Workforce Summit highlights education-to-employment pipeline

Workforce Summit highlights education-to-employment pipeline Main Photo

27 Sep 2023


Local academic institutions can help solve your business’s workforce needs. That was the message heard by about 80 in attendance at EDASC's Skagit Workforce Summit held Sept. 20 at the Northwest Career & Technical Academy in Mount Vernon. 

The day’s featured presenters from the State Employment Security Department, Northwest Career & Technical Academy, Career Connect Northwest, Skagit Valley College, and Western Washington University. Local business speakers were also woven into the program.

Many students finishing their high school or college degree are ready to go to work, said the speakers, and pathways exist connecting those students with local businesses.

For instance, the Northwest Career & Technical Academy has been partnering with local businesses to create internship opportunities that work for both the students and employers. The program has been successfully gaining interest from the business community, and this year 30 students participated in hands-on internships at about a dozen companies.

Representatives from some of those businesses, including Hexcel, T BAILEY, TRICO Companies and Aspen Power Catamarans, spoke as part of a panel at the Workforce Summit.

Emma Rawls, from steel manufacturing company T BAILEY, INC., said her company found their three interns ready to work, gaining their welding certification within weeks and they also demonstrated the soft skills necessary to be good employees.

“They were showing up on time, and if they weren't showing up on time, they were letting us know ahead of time,” she said.

Chris Kiel, president of general contractor TRICO Companies, said his firm saw the need to invest in its future workforce.

“It was about looking at talent in the area and making the decision that if we expected the workforce to grow here … we had to participate in it from the very beginning,” he said. “I encourage you to get involved because the rewards back to us far outweigh anything we can give.”

Getting students interested in these career tracks early on is vital to creating successful internships and job placements, said Career Connect Northwest’s Jenny Veltri.

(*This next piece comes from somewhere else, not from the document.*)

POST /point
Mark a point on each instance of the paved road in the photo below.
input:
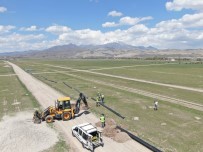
(46, 96)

If children don’t have exposure to the varied careers available to them when they are younger, they might not develop the interest and aptitude to begin focusing their studies.

“The sooner we can start students really thinking about how to connect education with what they want to do for the rest of their life, the better, because it will affect their pathway,” she said.

Internships allow students to bridge theory learned in class with practice they get on the job, said SVC’s Brittney Maruska. And employers get “a chance to shape the workforce” when they work with interns. 

“The overall goal of the college is to grow our own,” she said.

Maruska also highlighted the college’s Customized Training and Job Skills Programs, providing businesses with training opportunities with dollar-for-dollar match incentives.

Students studying at the university level are another resource for businesses. Students within the MBA program at Western Washington University complete a capstone course where teams of students serve as consultants to area businesses looking to solve a specific problem, said WWU’s Lucas Senger. 

A student capstone project developed the idea of value-added products now offered by Bow Hill Blueberries. Today, customers can find Bow Hill Blueberries’ products at their local Haggen and other retail outlets.

“The question [for employers] is ‘Where do we find good people?’” Senger said. “The answer is they’re right here.”

Businesses can also connect to WWU’s Career Services Center to advertise jobs or internships, as well as also hold tabling events to get face time with students or conduct interviews on campus. 

“We can help … employers get in the door, get to know those students,” said WWU’s Career Services Center Executive Director Mindy Pelton. “Do the internship, do the micro internships, so employers are preparing those students, so that when they get in the door they're going to stay.”

The Workforce Summit is part of EDASC's Economic Recovery Plan, funded through ARPA money awarded by Skagit County and its commissioners.